The default which various Make targets use is a binary size of 10. 12 is fairly quick, and I’ve tried 14 once or twice.

make_ppm takes two arguments; the input file generated by brotmap, and the output file which will be in PPM format (subformat P6).

See an example png (a 12288x12288 resolution greyscale image here - though note it may stress your browser slightly. This is computed to an iteration count of 4096, with binary digits of 12. Note that the 2.3 GB source data for this result in a PNG file of only 4 MB…

A smaller example (binary digits of 10) is here.

What’s next?

  • Better command line parsing (e.g. for iteration count, step size…) - there’s some in there, but it’s very crude.

  • Incremental spatial updates - incremental updates based on iteration count are nice, but what’s really needed are incremental resolution increases. It should be possible to increase resolution by a factor of two in each direction by keeping the current set of data as one of the four points being evaluated for each of the original points, so doubling the number of points takes the same amount of time as the previous round (assuming that data is available). It might make sense to completely change the structure of the data in memory / on-disk to support this operation.

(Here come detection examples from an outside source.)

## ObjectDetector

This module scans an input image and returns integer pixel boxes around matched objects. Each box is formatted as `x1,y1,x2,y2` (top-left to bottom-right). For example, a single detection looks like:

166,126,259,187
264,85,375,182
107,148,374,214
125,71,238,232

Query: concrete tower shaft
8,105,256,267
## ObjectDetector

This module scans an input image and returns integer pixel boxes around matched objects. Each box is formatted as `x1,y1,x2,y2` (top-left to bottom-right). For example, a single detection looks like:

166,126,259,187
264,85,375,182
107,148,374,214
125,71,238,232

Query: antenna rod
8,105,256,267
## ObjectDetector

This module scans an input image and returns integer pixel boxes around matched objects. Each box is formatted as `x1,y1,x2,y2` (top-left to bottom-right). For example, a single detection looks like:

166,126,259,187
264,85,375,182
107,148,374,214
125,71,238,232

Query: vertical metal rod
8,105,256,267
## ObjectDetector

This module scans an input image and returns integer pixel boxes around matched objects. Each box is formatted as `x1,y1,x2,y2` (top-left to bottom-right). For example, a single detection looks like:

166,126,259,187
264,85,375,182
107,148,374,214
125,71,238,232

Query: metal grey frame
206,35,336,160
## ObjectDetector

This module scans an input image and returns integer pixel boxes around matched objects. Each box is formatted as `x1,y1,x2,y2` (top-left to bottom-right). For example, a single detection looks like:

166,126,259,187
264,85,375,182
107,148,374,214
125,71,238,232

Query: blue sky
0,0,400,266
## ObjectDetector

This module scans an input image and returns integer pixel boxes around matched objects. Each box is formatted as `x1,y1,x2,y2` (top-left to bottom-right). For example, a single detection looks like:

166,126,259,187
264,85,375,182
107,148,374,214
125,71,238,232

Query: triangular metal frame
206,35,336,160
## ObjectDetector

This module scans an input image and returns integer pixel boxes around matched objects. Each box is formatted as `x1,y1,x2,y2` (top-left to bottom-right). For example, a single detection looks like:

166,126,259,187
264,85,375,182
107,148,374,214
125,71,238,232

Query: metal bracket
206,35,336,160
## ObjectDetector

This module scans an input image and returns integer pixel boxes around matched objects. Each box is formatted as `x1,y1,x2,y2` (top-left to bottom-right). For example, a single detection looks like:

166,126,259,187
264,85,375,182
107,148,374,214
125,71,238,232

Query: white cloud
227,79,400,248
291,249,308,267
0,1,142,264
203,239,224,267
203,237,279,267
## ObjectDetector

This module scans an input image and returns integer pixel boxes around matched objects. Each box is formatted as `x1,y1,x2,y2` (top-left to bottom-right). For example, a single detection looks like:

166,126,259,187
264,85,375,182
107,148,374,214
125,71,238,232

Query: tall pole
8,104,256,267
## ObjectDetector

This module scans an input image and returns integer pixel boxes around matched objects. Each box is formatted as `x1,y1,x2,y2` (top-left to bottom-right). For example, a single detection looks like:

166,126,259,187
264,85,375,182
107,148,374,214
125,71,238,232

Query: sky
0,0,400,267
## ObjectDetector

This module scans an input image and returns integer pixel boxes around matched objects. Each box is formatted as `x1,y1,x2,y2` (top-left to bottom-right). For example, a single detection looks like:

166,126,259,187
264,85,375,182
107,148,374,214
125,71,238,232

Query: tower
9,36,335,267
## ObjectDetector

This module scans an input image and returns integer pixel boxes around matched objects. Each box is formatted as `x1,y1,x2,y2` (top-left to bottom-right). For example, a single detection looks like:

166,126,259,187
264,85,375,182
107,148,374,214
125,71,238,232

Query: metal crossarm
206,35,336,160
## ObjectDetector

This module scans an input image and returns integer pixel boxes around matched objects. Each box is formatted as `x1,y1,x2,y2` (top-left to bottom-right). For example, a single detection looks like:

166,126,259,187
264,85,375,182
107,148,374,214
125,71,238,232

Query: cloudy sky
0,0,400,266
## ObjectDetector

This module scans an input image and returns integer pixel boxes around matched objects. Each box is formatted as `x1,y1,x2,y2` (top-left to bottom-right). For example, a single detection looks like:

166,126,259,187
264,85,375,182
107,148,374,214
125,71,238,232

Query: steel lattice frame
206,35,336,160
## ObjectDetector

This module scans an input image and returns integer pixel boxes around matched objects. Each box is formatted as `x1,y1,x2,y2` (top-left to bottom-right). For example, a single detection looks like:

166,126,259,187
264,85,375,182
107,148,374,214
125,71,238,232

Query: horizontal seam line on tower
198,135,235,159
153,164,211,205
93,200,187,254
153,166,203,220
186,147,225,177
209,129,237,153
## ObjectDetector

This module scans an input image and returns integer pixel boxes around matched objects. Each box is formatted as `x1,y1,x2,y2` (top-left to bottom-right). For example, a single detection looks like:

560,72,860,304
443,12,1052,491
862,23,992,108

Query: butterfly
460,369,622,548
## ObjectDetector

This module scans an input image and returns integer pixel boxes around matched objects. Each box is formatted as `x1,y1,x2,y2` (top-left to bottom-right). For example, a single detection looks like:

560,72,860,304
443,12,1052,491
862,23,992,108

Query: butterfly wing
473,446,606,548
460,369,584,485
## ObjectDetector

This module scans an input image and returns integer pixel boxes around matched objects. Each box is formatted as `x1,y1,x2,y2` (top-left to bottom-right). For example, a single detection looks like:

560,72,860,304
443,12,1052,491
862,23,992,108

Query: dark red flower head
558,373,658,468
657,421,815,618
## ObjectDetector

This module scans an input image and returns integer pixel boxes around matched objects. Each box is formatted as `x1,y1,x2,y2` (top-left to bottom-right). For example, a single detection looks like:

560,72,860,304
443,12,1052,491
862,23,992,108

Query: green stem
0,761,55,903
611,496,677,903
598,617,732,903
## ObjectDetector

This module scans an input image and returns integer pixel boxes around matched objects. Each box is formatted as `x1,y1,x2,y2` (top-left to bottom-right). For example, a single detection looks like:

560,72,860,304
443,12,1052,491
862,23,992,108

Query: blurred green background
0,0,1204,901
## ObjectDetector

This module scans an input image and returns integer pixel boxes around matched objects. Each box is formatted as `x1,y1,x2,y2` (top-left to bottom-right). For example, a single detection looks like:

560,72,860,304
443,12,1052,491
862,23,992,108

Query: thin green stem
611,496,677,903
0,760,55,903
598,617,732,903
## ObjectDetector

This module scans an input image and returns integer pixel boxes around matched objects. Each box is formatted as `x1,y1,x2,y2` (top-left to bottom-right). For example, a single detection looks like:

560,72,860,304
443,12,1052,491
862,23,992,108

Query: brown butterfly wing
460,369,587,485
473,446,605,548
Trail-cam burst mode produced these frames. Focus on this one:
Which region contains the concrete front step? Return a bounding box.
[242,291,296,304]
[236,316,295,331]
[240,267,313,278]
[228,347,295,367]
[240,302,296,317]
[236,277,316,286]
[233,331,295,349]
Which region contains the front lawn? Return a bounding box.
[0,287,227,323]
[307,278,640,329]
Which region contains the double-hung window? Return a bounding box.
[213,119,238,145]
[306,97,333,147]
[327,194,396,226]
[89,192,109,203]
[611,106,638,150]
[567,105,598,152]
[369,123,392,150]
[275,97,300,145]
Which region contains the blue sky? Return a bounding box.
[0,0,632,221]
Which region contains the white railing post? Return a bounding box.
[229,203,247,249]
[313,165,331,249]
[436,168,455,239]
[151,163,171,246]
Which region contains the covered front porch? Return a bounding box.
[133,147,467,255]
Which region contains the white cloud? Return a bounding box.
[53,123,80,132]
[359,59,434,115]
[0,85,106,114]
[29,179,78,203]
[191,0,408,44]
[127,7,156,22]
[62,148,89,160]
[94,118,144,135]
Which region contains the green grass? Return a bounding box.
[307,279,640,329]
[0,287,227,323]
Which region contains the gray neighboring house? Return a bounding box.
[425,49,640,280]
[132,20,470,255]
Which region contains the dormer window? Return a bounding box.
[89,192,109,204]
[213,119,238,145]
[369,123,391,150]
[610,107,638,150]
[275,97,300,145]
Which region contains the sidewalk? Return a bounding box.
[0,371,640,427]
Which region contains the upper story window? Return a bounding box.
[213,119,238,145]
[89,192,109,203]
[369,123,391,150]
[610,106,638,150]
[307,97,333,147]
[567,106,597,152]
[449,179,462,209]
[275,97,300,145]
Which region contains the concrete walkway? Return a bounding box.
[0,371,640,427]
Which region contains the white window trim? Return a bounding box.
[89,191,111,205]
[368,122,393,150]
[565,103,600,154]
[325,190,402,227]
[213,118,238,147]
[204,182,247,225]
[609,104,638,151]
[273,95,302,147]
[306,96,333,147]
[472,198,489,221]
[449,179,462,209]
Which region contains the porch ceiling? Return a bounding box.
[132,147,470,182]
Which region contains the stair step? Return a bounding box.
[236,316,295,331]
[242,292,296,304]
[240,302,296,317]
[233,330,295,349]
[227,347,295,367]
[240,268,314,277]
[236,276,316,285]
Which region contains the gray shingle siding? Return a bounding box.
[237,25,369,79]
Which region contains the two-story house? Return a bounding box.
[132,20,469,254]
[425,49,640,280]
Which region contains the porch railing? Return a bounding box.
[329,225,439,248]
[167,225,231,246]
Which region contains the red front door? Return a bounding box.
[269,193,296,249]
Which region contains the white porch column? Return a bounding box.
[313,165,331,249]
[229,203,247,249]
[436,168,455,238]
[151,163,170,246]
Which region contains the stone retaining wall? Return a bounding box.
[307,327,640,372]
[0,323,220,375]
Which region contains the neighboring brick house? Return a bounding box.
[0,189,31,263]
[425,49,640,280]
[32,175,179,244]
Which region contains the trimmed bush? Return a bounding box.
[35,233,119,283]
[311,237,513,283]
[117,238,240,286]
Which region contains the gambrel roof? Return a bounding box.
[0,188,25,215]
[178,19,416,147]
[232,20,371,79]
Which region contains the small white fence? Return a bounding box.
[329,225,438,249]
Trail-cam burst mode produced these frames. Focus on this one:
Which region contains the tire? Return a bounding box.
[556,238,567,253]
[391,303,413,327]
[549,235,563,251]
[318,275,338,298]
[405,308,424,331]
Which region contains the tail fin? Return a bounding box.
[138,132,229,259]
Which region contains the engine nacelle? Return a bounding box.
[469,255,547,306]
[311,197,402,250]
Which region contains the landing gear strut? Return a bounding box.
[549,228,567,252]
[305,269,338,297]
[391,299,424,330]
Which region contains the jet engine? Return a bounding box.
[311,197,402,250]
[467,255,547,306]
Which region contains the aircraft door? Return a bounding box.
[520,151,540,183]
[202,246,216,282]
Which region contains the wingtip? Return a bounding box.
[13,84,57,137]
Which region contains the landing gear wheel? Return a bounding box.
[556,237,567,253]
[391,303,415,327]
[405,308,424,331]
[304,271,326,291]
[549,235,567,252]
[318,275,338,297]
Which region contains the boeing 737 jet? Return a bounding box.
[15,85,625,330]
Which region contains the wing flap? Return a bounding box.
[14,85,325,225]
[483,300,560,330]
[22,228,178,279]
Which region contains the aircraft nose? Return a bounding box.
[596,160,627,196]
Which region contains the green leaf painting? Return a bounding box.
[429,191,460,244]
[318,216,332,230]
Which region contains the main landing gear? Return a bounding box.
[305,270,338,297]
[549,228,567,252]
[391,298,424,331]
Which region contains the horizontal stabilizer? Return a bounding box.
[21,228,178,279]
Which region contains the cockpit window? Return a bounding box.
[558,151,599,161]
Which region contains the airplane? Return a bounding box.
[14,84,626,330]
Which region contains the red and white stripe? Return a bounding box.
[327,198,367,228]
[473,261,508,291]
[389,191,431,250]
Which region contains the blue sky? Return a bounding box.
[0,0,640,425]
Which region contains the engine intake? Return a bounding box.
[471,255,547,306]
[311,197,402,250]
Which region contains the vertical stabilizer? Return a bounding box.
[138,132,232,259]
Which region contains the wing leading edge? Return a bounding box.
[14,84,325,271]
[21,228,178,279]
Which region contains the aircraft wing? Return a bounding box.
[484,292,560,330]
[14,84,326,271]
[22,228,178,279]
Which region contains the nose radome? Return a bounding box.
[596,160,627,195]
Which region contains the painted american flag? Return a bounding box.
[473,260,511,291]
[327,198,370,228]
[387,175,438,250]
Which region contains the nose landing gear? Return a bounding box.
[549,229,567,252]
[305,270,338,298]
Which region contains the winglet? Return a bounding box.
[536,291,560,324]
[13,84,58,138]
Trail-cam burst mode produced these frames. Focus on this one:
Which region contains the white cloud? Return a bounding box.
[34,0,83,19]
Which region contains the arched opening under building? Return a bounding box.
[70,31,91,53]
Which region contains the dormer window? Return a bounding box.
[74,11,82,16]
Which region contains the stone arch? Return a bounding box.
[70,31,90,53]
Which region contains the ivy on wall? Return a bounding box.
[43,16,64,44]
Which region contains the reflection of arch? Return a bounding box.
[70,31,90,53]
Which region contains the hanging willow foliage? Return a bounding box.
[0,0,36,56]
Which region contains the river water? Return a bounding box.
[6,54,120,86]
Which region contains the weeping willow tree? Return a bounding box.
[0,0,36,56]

  • C++11 based concurrency - it won’t get much new, though I’ll get round to automatically working out the appropriate number of threads to use.

  • Use of mmap-based IO in make_ppm as well as brotmap. Again, won’t get anything new, but will clean things up.

  • Improvements to make_ppm - it should be possible to pull out a small section of the data and only render a selected area. Selectable colourmaps (something other than grayscale) would be nice too.

  • Distributed parallelism - this is a major step up in terms of complexity, but definitely doable. I like to keep things low-level and primitive (and yet still portable - that’s what POSIX is all about), so I’ll probably do something socket based first, or maybe zeromq…

  • Improved performance per core - the M-set calculation per point is very basic, with a single optimisation that it knows that points within the major circle and cardioid are within the M-set. Further optimisations could be to use SIMD parallelism (SSE3).

  • Smooth colouring; most mandelbrot plotters don’t just use a simple iteration count - colour mapping, but compute some ‘distance’ factor from which to derive the colour.